As the CNBC report explains, “… the U.S. lags behind many European countries, which have set up social safety systems and initiatives, such as nationalizing payrolls, offering robust national paid sick leave and supporting national health-care systems.”

Joseph Stiglitz, a Nobel Prize-winning economist and professor at Columbia University, also believes that the US Federal government isn’t sufficiently supporting individual states. “We aren’t helping the states enough,” he says. “We’re not even helping the states to meet the extra cost of the virus.”

This is in addition to a lack of aid to states for their future budget shortfalls. The lockdown will reduce state tax incomes considerably, leading to a likely cut in state funding for education, health and welfare programs, and other basic services.

Whether such measures will be taken in the future, even under a different administration, remains to be seen. That in turn, depends on how the economy will perform over the coming months. But, this too is a mystery.

“Typically, our recessions have been induced because of an issue in the financial market, oil prices, monetary policy — it’s usually induced from some sector in the economy,” says Cecilia Rouse, an economist and the dean of the Woodrow Wilson School of Public and International Affairs at Princeton University. “This is from a public health scare and a public health crisis, and so I think we just honestly don’t know.”

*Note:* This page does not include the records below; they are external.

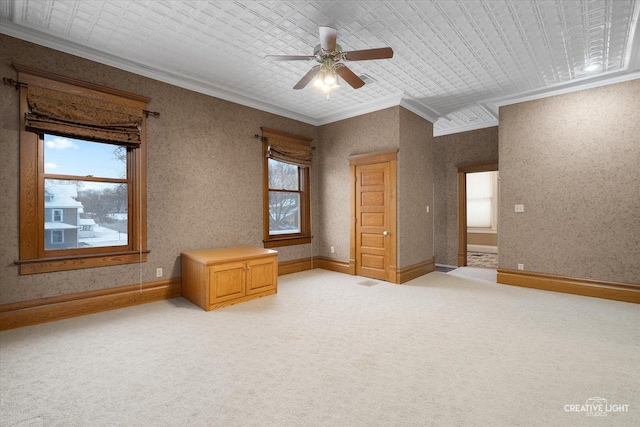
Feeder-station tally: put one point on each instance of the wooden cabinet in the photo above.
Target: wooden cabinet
(219, 277)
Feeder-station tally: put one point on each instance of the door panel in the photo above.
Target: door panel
(372, 220)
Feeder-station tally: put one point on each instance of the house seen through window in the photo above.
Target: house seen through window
(284, 198)
(286, 190)
(86, 194)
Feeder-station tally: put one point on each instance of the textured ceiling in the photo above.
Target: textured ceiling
(455, 62)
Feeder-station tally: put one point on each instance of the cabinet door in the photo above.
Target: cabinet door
(261, 275)
(226, 282)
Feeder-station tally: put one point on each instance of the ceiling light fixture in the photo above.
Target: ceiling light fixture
(327, 79)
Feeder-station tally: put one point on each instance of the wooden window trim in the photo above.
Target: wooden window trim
(33, 258)
(304, 236)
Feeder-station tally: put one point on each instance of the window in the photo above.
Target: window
(56, 214)
(82, 162)
(57, 236)
(286, 189)
(482, 202)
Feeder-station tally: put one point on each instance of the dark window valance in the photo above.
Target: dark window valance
(62, 113)
(288, 148)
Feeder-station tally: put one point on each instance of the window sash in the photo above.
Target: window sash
(33, 257)
(282, 237)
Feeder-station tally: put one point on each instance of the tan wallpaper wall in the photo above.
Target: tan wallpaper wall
(477, 146)
(415, 190)
(572, 160)
(368, 133)
(392, 128)
(204, 179)
(487, 239)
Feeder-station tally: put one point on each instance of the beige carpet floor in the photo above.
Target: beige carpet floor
(441, 350)
(482, 259)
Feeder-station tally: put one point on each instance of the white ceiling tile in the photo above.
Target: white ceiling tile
(450, 56)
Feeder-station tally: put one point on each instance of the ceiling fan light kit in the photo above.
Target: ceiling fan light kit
(330, 56)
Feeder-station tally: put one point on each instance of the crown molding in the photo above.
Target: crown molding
(575, 86)
(13, 29)
(381, 104)
(466, 128)
(165, 76)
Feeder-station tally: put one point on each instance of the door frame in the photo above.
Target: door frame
(463, 170)
(391, 157)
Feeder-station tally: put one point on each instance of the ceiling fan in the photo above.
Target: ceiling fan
(330, 56)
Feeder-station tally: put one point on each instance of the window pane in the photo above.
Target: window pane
(67, 156)
(85, 214)
(283, 176)
(284, 213)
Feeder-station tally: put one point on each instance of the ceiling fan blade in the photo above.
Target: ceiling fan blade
(328, 37)
(289, 58)
(308, 77)
(349, 77)
(363, 55)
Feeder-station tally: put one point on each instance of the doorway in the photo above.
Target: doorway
(373, 229)
(483, 217)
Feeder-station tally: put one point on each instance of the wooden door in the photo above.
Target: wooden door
(372, 220)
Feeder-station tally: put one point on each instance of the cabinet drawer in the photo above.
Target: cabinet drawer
(261, 276)
(226, 282)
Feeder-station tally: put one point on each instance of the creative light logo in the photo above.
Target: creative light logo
(596, 407)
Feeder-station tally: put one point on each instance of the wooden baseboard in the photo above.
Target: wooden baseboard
(294, 266)
(416, 270)
(333, 265)
(571, 285)
(43, 310)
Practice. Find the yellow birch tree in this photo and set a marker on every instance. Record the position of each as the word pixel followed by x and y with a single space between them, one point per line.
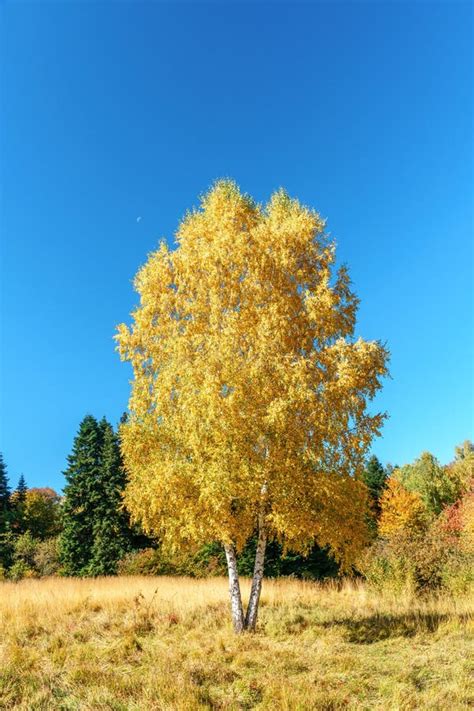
pixel 248 410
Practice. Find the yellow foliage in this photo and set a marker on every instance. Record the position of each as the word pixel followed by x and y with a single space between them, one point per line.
pixel 400 509
pixel 248 383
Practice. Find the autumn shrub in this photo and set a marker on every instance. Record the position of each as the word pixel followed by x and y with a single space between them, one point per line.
pixel 46 557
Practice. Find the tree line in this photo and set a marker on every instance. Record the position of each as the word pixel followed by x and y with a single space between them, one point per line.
pixel 420 522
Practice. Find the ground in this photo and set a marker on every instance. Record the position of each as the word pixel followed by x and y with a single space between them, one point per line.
pixel 166 643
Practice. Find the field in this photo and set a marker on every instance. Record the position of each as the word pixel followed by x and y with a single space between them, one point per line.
pixel 166 643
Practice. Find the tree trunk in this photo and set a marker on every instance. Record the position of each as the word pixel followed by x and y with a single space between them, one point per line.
pixel 252 610
pixel 234 590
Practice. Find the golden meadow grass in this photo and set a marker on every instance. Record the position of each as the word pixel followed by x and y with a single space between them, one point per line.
pixel 166 643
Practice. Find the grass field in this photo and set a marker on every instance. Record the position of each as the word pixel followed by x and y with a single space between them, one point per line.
pixel 166 643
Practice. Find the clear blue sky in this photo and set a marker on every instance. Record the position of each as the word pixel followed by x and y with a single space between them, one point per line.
pixel 116 110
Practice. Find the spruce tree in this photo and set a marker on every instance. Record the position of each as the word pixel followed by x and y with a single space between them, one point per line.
pixel 17 501
pixel 6 545
pixel 4 495
pixel 21 489
pixel 82 498
pixel 375 478
pixel 111 530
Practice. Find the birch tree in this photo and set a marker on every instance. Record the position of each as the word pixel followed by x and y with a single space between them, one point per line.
pixel 248 409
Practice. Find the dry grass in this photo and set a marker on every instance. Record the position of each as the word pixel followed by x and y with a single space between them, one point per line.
pixel 166 643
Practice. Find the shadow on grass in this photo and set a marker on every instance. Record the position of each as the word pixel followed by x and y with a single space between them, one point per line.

Furman agrees, believing that predictions on the weather may be more accurate than analysis on the American finances. “Economists are not at all confident,” he says.

Instead, they have been turning to two economic models that historically show how America financially recovers from recessions.

The first is modelled on events that happen after a natural disaster; when mass flooding, hurricanes, or earthquakes have hit. In this situation, economic activity is temporarily suspended, before people quickly return to work as normal.

The other model is based on events after a financial crisis, such as crashes in the 2008 mortgage market and the 1929 stock market. Here recovery generally takes much longer, with estimates of a return to normal after five to 10 years.

What economists are struggling with today, is if the current economic lockdown is a natural disaster that will instantly snap back to 2019 levels, or a financial crisis that will take years to heal.

For now, it is evident that the country is struggling, while most of Asia has already reopened, and restrictions are being lifted all across Europe.

It is a situation that is making America an exporting outcast, much as happened to China when the coronavirus outbreak began. One such example reported by the Washington Post states that China has, “… halted imports from an Arkansas meatpacking plant where more than 220 employees tested positive for the coronavirus.”

A problem further exacerbated by fears of a second wave. The Post adding how, “White House trade adviser Peter Navarro said Sunday that the Trump administration is preparing for a possible second wave, but he rejected the suggestion that a second wave has already taken hold.”

For now, while the first wave of infection is still at the heart of the American economy, it is difficult to see a clear picture. The result is a US economy that is stepping into the unknown. An unprecedented situation that has left economists guessing.

Like all predictions on the economy, they cannot foresee the unexpected. How long will the US-China trade war continue? Will Trump win re-election? How hard will any second or third wave of coronavirus hit?

These questions remain to be answered and mean that the true cost of COVID on the American economy can only truly be written in history books.